Al rebufo de Ceuta, las relaciones entre Felipe VI y Pedro Sánchez no pueden ser peores.
Las relaciones entre Pedro Sánchez y Ana Botín se han quedado en la famosa frase del presidente del Gobierno: "Si estamos haciendo lo contrario que Botín es que vamos bien". La verdad es que la presidente del Santander no soporta al presidente del Gobierno pero eso es algo común entre personas de la más variada condición.
Lunes por la mañana: se estrena la colección de obras pictóricas del Banco Santander, en la antigua sede social de la entidad, en la capital cántabra, en el Paseo de Pereda, allí donde está colgado El Lechuga y su cuadrilla. O lo estaba cuando era el despacho de Emilio Botín López y de Emilio Botín Ríos.
Ahora, se ha convertido en museo, con obras de Rubens, el Greco, Goya, y siga ustedes contando. Un señor museo en una ciudad de provincias.
Lo curioso es que lo ha inaugurado el Rey Felipe VI y tan sólo estaba presente un miembro del Gabinete, en calidad de ministro de guardia para los viajes regios.
Y aún más curioso es que la RTVE de José Pablo López, la voz del amo monclovita se haya cuidado en sus informativos de presentarnos al monarca viendo cuadros pero no a las muchas instantáneas que el jefe del Estado comparte con Ana Botín.

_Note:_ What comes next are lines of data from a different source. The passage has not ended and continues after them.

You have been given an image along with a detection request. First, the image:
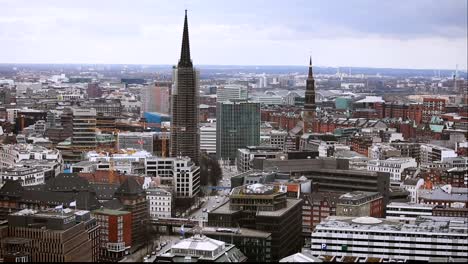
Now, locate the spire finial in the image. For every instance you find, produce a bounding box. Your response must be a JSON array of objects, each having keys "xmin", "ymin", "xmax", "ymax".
[
  {"xmin": 177, "ymin": 9, "xmax": 193, "ymax": 67},
  {"xmin": 307, "ymin": 56, "xmax": 314, "ymax": 79}
]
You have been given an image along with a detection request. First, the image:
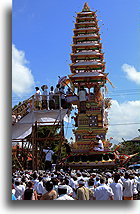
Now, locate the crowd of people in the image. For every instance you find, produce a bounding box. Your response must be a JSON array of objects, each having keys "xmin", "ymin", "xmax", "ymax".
[{"xmin": 12, "ymin": 169, "xmax": 140, "ymax": 200}]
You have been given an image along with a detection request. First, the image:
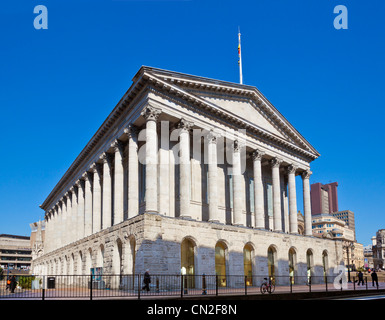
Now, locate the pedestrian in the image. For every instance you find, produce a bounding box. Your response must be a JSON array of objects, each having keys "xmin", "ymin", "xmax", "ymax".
[
  {"xmin": 142, "ymin": 269, "xmax": 151, "ymax": 292},
  {"xmin": 358, "ymin": 270, "xmax": 364, "ymax": 285},
  {"xmin": 371, "ymin": 269, "xmax": 378, "ymax": 289},
  {"xmin": 5, "ymin": 276, "xmax": 11, "ymax": 290},
  {"xmin": 10, "ymin": 276, "xmax": 16, "ymax": 293}
]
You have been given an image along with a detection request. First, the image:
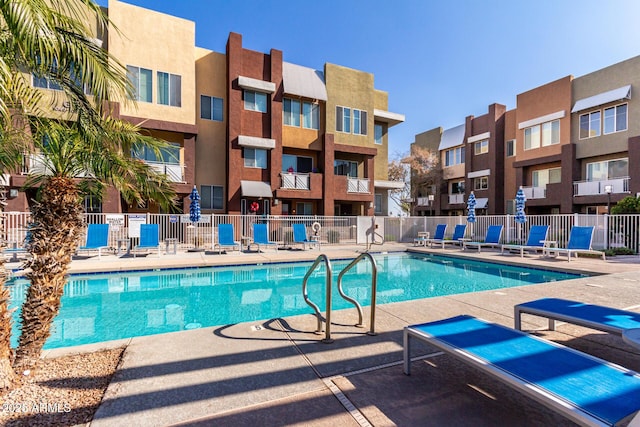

La relación ente ambas familias, Borbón y Botín, siempre ha sido excelente, tanto entre don Juan Carlos y Emilio Botín como por la amistad que une a la Reina Sofía con la madre de la presidente del Santander, Covadonga O'Shea, que también estaba en el acto.
¿Una coincidencia sin mayor importancia? Me temo que no. En Hispanidad ya hemos dicho que el Ibex 35 espera con entusiasmo la caída de Pedro Sánchez, pero aquí no se mueve nadie. El destino, o mejor, la colección pictórica de los Botín, ha servido para reunir, y con no escaso entusiasmo, a dos de los personajes que más odia don Pedro en el momento presente: al que más, al jefe del Estado, pero también a una empresaria de renombre internacional que lleva años esquivándole... porque no se fía de él.
Pedro, que te estás quedando sólo, aunque el siempre dice que mejor sólo que mal acompañado. Sánchez busca ahora el voto de los comunistas y el de la España rota, la de los nacionalistas que pretenden destruir el país. Con ese Frente Popular -socialistas, comunistas y separatistas- ha ido aguantando durante ocho años.
En todo caso, si el presidente no tiene quién le escriba... tampoco le importa.